Thursday, May 12, 2016

Juknis Penyaluran Tunjangan Profesi dan Tambahan Penghasilan Bagi Guru PNS Daerah

Dikutip dari laman resmi Direktorat Jenderal Guru dan Tenaga Kependidikan atau yang disingkat GTK, pada tanggal 12 Mei 2016 mengeluarkan Permendikbud Nomor 17 Tahun 2016 tentang Petunjuk Teknis Penyaluran Tunjangan Profesi dan Tambahan Penghasilan Bagi Guru Pegawai Negeri Sipil.

Petunjuk teknis penyaluran Tunjangan Profesi dan Tambahan Penghasilan bagi guru pegawai negeri sipil daerah bertujuan untuk memberikan pedoman bagi Pemerintah daerah dalam penyaluran Tunjangan Profesi dan Tambahan Penghasilan bagi guru pegawai negeri sipil daerah.

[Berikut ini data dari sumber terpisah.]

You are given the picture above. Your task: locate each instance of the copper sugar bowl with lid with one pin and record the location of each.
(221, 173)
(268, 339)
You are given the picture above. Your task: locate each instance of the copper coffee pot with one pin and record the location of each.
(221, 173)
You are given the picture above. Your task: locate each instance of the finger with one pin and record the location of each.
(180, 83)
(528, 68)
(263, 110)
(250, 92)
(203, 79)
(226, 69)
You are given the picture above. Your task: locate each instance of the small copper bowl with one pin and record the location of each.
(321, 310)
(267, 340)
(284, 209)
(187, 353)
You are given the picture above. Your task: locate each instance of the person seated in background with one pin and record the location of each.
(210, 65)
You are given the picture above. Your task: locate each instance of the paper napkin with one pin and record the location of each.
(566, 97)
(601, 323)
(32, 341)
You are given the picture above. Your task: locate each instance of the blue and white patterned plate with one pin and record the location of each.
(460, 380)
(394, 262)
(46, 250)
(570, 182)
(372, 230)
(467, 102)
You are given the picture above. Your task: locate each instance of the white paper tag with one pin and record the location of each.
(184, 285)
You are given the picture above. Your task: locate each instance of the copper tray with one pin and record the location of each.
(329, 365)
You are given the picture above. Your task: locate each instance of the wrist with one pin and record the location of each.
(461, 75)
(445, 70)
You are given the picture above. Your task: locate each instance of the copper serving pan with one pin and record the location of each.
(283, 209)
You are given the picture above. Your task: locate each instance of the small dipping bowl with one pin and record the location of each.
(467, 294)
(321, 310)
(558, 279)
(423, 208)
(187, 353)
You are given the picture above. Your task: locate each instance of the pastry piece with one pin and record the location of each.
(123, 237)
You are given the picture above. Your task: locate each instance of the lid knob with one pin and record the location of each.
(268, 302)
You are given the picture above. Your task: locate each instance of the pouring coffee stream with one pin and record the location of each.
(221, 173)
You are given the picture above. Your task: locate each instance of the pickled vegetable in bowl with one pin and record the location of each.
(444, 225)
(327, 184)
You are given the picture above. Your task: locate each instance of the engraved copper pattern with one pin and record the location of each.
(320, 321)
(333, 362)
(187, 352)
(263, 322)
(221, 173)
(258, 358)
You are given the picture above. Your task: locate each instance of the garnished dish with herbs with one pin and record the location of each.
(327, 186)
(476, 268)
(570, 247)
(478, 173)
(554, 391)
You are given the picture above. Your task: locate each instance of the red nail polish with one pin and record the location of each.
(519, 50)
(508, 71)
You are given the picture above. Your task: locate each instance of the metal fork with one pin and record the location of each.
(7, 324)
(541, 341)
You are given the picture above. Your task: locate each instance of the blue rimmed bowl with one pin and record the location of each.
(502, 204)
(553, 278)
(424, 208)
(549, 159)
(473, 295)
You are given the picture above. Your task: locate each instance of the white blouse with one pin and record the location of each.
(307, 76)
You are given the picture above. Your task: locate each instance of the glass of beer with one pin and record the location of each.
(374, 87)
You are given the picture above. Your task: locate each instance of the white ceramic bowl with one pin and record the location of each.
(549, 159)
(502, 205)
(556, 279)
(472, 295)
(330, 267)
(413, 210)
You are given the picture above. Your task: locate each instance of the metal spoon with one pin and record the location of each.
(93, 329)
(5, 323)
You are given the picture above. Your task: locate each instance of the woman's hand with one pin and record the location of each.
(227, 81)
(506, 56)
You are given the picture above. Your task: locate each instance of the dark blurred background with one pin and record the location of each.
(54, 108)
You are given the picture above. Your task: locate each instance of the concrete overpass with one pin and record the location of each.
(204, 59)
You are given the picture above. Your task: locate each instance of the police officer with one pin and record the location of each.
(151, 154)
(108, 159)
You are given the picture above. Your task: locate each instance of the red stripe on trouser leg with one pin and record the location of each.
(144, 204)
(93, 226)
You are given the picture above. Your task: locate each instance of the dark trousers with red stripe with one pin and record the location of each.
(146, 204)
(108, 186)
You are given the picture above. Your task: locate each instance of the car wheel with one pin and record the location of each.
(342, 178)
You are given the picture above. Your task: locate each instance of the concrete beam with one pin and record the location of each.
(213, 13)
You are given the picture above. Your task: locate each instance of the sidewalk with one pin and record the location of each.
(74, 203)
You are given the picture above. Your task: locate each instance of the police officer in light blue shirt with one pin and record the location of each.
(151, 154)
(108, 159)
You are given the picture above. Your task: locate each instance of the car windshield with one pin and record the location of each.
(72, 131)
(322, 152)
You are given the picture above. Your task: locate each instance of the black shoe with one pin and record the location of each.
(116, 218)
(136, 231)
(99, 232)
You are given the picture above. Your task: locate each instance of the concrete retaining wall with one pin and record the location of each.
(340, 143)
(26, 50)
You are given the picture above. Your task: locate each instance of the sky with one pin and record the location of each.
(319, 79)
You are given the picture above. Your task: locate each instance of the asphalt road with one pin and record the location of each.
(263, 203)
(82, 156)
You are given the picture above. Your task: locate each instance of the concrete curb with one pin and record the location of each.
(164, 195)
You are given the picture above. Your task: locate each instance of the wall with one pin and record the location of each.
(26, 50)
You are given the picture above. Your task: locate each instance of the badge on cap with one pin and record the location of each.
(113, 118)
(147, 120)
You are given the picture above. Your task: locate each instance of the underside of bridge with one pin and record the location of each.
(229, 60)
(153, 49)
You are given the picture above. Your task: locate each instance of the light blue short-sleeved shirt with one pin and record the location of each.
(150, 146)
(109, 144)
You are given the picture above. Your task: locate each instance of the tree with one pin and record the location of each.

Prinsip penyaluran Tunjangan Profesi dan Tambahan Penghasilan bagi guru pegawai negeri sipil daerah meliputi:

1. Efisien
Efisien yaitu harus diusahakan dengan menggunakan dana dan daya yang ada untuk mencapai sasaran yang ditetapkan dalam waktu sesingkat-singkatnya dan dapat dipertanggung jawabkan.

2. Efektif
Efektif yaitu harus sesuai dengan kebutuhan yang telah ditetapkan dan dapat memberikan manfaat yang sebesar-besarnya sesuai dengan sasaran yang ditetapkan.

3. Transparan
Transparan yaitu menjamin adanya keterbukaan yang memungkinkan masyarakat dapat mengetahui dan mendapatkan informasi mengenai pembayaran Tunjangan Profesi dan Tambahan Penghasilan bagi guru pegawai negeri sipil daerah.

Akuntabel, yaitu pelaksanaan kegiatan dapat dipertanggung jawabkan

Kepatutan, yaitu penjabaran program/ kegiatan harus dilaksanakan secara realistis dan proporsional; dan

Manfaat, yaitu pelaksanaan program/ kegiatan yang sejalan dengan prioritas nasional yang menjadi urusan daerah dalam kerangka pelaksanaan desentralisasi dan secara riil dirasakan manfaatnya dan berdaya guna bagi guru pegawai negeri sipil daerah.